Beal is frank and sometimes funny. “I tended to approach the Bible as though it were a divine oracle of truth, the ultimate Magic 8 Ball,” he writes of his own youthful encounter with the sacred text. “Ask it a question and it would give you God’s answer.” He is bold enough to share the disturbing answer that it provided when he asked: “Does Joanne like me?” The biblical reply, as it turns out, was a rather disturbing reference to the “privy member.”

But he is quite serious in asking his readers to look at the Bible in a wholly new way.  “Many will be surprised to realize that there never has been a time when we could really talk about the Bible in the singular,” he writes. “There is no such thing as the Bible in that sense, and there never has been.” Rather, the religious texts of early Judaism and Christianity consisted of “many different scrolls and codices, variously collected and shared in many different versions, with no standard edition.”

Today, as Beal points out, the authority of the Bible as a received text is imperiled by the culture in which we live. More than half of the students in Beal’s college classes on the Bible, he observes, “came to class on the first day with more ideas about the Bible derived from Dan Brown’s 2003 novel ‘The Da Vinci Code’ than from actual biblical texts.” And yet, “while Bible literacy is about as low as it can get, Bible sales have been booming,” including metal-clad and waterproof editions, “Biblezines” and “Manga Bibles,” and much else.

“The Rise and Fall of the Bible” is mostly about Christian uses of the Bible. But the argument he makes about the Christian scriptures applies with equal force to the Jewish religious texts: “The history of the Bible is one of perpetual revolution,” he writes. “[B]iblical literature is constantly interpreting, interrogating, and disagreeing with itself.  Virtually nothing is asserted someplace that is not called into question or undermined elsewhere. The Bible canonizes contradiction.”

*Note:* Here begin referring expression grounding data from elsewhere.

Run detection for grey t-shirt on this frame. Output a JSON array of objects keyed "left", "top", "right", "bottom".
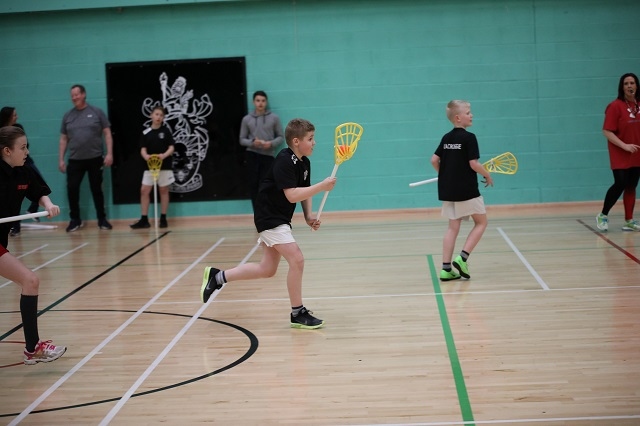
[{"left": 60, "top": 104, "right": 110, "bottom": 160}]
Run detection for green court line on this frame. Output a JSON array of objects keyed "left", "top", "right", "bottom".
[{"left": 428, "top": 255, "right": 475, "bottom": 425}]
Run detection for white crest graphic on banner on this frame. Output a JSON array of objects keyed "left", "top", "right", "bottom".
[{"left": 142, "top": 72, "right": 213, "bottom": 193}]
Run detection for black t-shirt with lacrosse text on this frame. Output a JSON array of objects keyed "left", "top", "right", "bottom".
[
  {"left": 434, "top": 127, "right": 481, "bottom": 202},
  {"left": 254, "top": 147, "right": 310, "bottom": 233}
]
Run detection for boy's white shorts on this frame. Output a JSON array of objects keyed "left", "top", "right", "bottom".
[
  {"left": 441, "top": 196, "right": 486, "bottom": 220},
  {"left": 258, "top": 224, "right": 296, "bottom": 247},
  {"left": 142, "top": 170, "right": 175, "bottom": 187}
]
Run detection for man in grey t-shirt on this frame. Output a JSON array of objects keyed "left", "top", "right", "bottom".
[{"left": 58, "top": 84, "right": 113, "bottom": 232}]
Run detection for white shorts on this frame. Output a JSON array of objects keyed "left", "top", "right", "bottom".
[
  {"left": 142, "top": 170, "right": 175, "bottom": 187},
  {"left": 441, "top": 196, "right": 486, "bottom": 221},
  {"left": 257, "top": 224, "right": 295, "bottom": 247}
]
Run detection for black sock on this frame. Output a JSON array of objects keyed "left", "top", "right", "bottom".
[
  {"left": 20, "top": 295, "right": 39, "bottom": 353},
  {"left": 461, "top": 251, "right": 470, "bottom": 262},
  {"left": 291, "top": 305, "right": 304, "bottom": 316},
  {"left": 442, "top": 262, "right": 452, "bottom": 271},
  {"left": 160, "top": 214, "right": 167, "bottom": 220},
  {"left": 141, "top": 215, "right": 148, "bottom": 221}
]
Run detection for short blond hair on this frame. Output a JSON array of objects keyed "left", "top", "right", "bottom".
[
  {"left": 446, "top": 100, "right": 470, "bottom": 122},
  {"left": 285, "top": 118, "right": 315, "bottom": 146}
]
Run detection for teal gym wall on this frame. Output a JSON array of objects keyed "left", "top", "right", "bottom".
[{"left": 1, "top": 0, "right": 639, "bottom": 221}]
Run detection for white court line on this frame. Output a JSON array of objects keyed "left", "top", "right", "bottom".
[
  {"left": 8, "top": 238, "right": 225, "bottom": 426},
  {"left": 0, "top": 243, "right": 88, "bottom": 289},
  {"left": 497, "top": 227, "right": 549, "bottom": 290},
  {"left": 155, "top": 284, "right": 640, "bottom": 306},
  {"left": 99, "top": 240, "right": 260, "bottom": 425},
  {"left": 345, "top": 413, "right": 640, "bottom": 425}
]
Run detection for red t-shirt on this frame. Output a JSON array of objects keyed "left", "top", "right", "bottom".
[{"left": 603, "top": 99, "right": 640, "bottom": 169}]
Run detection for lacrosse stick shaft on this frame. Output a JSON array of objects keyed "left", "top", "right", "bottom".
[
  {"left": 21, "top": 223, "right": 58, "bottom": 230},
  {"left": 315, "top": 164, "right": 339, "bottom": 222},
  {"left": 153, "top": 180, "right": 159, "bottom": 230},
  {"left": 409, "top": 177, "right": 439, "bottom": 187},
  {"left": 0, "top": 211, "right": 49, "bottom": 224}
]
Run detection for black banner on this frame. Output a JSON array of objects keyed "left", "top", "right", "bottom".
[{"left": 106, "top": 57, "right": 248, "bottom": 204}]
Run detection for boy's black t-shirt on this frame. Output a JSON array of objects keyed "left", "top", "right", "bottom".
[
  {"left": 139, "top": 125, "right": 175, "bottom": 170},
  {"left": 434, "top": 127, "right": 481, "bottom": 202},
  {"left": 254, "top": 147, "right": 311, "bottom": 233}
]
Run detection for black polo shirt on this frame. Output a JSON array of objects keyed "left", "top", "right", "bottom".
[
  {"left": 434, "top": 127, "right": 481, "bottom": 202},
  {"left": 254, "top": 147, "right": 310, "bottom": 233}
]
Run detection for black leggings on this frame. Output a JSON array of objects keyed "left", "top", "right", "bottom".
[{"left": 601, "top": 167, "right": 640, "bottom": 215}]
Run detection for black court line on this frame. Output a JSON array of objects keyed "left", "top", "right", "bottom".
[
  {"left": 0, "top": 309, "right": 259, "bottom": 418},
  {"left": 0, "top": 231, "right": 171, "bottom": 342},
  {"left": 577, "top": 219, "right": 640, "bottom": 264}
]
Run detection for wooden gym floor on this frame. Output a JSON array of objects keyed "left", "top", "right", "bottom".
[{"left": 0, "top": 203, "right": 639, "bottom": 425}]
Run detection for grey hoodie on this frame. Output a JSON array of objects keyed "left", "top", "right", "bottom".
[{"left": 239, "top": 110, "right": 284, "bottom": 157}]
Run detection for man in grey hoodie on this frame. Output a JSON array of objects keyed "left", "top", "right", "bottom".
[{"left": 240, "top": 90, "right": 284, "bottom": 211}]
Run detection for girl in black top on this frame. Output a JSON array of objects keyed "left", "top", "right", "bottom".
[
  {"left": 0, "top": 106, "right": 46, "bottom": 236},
  {"left": 0, "top": 126, "right": 67, "bottom": 364}
]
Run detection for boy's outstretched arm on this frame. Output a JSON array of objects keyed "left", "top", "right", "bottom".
[{"left": 283, "top": 176, "right": 337, "bottom": 204}]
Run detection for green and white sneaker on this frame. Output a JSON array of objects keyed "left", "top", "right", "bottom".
[
  {"left": 290, "top": 307, "right": 324, "bottom": 329},
  {"left": 453, "top": 255, "right": 470, "bottom": 279},
  {"left": 596, "top": 213, "right": 608, "bottom": 231},
  {"left": 440, "top": 269, "right": 460, "bottom": 282},
  {"left": 622, "top": 219, "right": 640, "bottom": 232}
]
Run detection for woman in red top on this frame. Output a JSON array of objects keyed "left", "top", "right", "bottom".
[{"left": 596, "top": 73, "right": 640, "bottom": 232}]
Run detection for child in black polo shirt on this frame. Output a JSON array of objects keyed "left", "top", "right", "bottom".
[{"left": 201, "top": 118, "right": 337, "bottom": 329}]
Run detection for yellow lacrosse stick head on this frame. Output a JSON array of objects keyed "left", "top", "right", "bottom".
[
  {"left": 483, "top": 152, "right": 518, "bottom": 175},
  {"left": 334, "top": 122, "right": 364, "bottom": 165},
  {"left": 147, "top": 155, "right": 163, "bottom": 182}
]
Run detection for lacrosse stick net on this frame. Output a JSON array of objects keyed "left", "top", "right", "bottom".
[
  {"left": 315, "top": 122, "right": 364, "bottom": 224},
  {"left": 147, "top": 155, "right": 163, "bottom": 229},
  {"left": 482, "top": 151, "right": 518, "bottom": 174},
  {"left": 147, "top": 155, "right": 163, "bottom": 182}
]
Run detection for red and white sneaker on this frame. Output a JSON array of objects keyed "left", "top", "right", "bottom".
[{"left": 24, "top": 340, "right": 67, "bottom": 365}]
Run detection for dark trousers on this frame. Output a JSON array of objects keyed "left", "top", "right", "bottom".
[
  {"left": 246, "top": 151, "right": 275, "bottom": 212},
  {"left": 66, "top": 157, "right": 106, "bottom": 221}
]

Beal insists that his own faith has not only survived his study into the origins of the Bible but has been strengthened by it. And his book turns into a sermon on the spiritual value of not knowing the answer to every question: “[F]aith deepens not in finding certainty but in learning to live with ambiguity, as we ride our questions as far into the wilderness as they will take us,” he concludes. “Biblical literature hosts that journey.” 

Beal understandably focuses on what he regards as the abuse of the Bible in Protestant circles. But he writes as an expert in the Hebrew Bible — two of his previous books are focused on the Book of Esther — and he seeks to show his Christian readers the Jewish roots of their own faith. Indeed, for the Jewish reader, one of the most resonant and affecting passages in “The Rise and Fall of the Bible” is when he explains how Jesus would have read aloud from the Book of Isaiah: “Jesus would have chanted the passage in an elevated melodic, style,” he writes. “He would have sung it into speech.”

For me, the scene captures something of what Beal has done here. His book is concerned with the place of the Bible in the here and now, but he clearly hears the music in the text, and when he asks us to consider the use and misuse of the Bible in history, politics and culture, Beal does not overlook the sublime role it can play in the human experience. In fact, he celebrates it.